Kernel-convoluted Deep Neural Networks with Data Augmentation

TL;DR

This paper introduces kernel-convoluted models combined with data augmentation via Mixup to enhance smoothness, generalization, and adversarial robustness in deep neural networks, supported by theoretical analysis and empirical results.

Contribution

It proposes a new class of kernel-convoluted models with explicit smoothness constraints and extends them with Mixup, providing risk analysis and demonstrating improved performance.

Findings

KCM with Mixup outperforms standard Mixup in generalization.

Theoretical risk bounds show no slower convergence than original models.

Empirical results on CIFAR datasets confirm improved robustness and accuracy.

Abstract

The Mixup method (Zhang et al. 2018), which uses linearly interpolated data, has emerged as an effective data augmentation tool to improve generalization performance and the robustness to adversarial examples. The motivation is to curtail undesirable oscillations by its implicit model constraint to behave linearly at in-between observed data points and promote smoothness. In this work, we formally investigate this premise, propose a way to explicitly impose smoothness constraints, and extend it to incorporate with implicit model constraints. First, we derive a new function class composed of kernel-convoluted models (KCM) where the smoothness constraint is directly imposed by locally averaging the original functions with a kernel function.

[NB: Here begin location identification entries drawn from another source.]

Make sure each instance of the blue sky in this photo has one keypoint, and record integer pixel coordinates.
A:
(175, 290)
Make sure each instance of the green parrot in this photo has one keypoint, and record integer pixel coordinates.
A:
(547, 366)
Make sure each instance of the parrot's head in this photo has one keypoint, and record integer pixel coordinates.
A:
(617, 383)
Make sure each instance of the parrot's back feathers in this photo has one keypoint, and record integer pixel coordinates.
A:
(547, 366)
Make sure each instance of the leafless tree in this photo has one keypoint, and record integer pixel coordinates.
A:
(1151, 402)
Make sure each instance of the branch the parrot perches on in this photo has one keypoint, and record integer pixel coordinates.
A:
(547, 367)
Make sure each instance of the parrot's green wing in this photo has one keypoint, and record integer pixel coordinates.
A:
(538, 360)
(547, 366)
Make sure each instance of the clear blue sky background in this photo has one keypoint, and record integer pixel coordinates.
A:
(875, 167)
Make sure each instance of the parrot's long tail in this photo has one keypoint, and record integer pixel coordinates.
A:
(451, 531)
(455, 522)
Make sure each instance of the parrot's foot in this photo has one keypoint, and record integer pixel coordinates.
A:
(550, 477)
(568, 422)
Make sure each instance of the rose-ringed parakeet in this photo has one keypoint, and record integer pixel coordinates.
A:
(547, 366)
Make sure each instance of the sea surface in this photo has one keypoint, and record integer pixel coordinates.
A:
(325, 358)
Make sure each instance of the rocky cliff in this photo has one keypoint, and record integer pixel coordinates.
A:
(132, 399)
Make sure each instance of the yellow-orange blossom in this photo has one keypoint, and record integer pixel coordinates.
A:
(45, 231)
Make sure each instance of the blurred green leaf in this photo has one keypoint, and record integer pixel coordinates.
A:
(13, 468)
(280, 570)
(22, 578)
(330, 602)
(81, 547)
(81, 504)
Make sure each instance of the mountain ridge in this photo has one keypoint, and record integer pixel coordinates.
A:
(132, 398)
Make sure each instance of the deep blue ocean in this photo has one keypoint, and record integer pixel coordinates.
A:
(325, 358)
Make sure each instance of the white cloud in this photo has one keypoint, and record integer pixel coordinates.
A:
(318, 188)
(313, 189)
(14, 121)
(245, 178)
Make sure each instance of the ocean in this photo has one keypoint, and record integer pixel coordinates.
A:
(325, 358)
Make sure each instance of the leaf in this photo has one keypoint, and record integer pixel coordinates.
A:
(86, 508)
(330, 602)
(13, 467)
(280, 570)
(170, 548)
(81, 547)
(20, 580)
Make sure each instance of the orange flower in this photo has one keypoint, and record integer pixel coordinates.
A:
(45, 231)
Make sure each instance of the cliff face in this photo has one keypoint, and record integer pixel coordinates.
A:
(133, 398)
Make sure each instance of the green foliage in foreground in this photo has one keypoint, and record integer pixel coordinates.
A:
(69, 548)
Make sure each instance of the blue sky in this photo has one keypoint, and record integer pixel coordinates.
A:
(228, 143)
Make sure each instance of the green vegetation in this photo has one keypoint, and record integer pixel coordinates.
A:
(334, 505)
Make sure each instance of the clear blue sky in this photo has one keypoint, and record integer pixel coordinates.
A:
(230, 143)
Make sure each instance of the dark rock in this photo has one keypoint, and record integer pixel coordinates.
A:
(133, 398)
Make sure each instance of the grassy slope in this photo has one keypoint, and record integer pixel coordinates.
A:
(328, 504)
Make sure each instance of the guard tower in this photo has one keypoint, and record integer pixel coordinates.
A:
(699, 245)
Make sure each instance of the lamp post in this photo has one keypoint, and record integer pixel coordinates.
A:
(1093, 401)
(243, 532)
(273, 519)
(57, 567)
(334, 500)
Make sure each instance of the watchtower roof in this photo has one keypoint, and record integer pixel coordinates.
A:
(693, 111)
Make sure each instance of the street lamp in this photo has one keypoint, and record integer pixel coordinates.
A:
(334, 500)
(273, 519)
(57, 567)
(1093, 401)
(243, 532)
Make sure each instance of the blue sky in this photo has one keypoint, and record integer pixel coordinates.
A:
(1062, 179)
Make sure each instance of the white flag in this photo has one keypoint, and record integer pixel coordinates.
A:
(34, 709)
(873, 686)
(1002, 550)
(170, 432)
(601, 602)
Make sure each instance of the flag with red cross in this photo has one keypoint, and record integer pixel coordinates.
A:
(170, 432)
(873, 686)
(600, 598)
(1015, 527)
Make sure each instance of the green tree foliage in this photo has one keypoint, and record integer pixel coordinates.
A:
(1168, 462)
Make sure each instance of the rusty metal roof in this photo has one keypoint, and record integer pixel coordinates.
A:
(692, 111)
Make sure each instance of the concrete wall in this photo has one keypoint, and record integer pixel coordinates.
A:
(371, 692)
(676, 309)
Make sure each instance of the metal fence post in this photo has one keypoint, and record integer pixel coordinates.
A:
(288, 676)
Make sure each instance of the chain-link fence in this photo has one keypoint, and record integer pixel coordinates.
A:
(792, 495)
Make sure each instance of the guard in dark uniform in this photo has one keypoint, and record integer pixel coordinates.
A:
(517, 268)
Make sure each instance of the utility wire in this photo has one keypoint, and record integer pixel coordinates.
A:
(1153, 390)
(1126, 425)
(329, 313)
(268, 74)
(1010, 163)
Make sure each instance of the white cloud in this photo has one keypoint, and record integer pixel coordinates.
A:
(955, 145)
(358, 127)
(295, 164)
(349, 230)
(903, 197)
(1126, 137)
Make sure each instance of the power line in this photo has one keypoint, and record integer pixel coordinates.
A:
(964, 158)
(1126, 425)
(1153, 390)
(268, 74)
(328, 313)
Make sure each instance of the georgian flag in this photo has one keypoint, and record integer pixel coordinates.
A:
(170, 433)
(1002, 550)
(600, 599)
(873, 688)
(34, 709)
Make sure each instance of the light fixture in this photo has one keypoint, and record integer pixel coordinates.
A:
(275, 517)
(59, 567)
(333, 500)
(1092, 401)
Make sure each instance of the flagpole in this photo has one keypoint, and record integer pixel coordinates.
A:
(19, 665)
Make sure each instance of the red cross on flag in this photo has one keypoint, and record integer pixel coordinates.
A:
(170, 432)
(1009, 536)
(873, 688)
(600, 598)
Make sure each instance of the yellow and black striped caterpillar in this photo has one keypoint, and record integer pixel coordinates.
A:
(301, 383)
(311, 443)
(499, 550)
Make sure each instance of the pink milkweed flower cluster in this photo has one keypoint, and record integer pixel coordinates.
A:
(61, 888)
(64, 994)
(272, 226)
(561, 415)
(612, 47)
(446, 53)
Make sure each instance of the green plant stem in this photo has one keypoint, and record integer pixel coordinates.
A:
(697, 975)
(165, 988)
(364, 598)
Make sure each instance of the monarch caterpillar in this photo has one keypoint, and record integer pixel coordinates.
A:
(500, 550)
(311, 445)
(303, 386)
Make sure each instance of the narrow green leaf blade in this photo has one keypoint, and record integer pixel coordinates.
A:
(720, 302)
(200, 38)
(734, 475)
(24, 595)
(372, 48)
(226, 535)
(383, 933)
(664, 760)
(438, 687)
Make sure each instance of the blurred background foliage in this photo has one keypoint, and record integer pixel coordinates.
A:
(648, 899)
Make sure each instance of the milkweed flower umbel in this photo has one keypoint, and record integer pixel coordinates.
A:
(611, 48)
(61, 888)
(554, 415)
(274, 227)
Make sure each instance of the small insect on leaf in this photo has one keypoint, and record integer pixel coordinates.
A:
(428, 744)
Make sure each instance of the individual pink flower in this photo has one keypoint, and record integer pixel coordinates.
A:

Second, we propose to incorporate the Mixup method into KCM to expand the domains of smoothness. In both cases of KCM and the KCM adapted with the Mixup, we provide risk analysis, respectively, under some conditions for kernels. We show that the upper bound of the excess risk is not slower than that of the original function class. The upper bound of the KCM with the Mixup remains dominated by that of the KCM if the perturbation of the Mixup vanishes faster than \(O(n^{-1/2})\) where \(n\) is a sample size. Using CIFAR-10 and CIFAR-100 datasets, our experiments demonstrate that the KCM with the Mixup outperforms the Mixup method in terms of generalization and robustness to adversarial examples.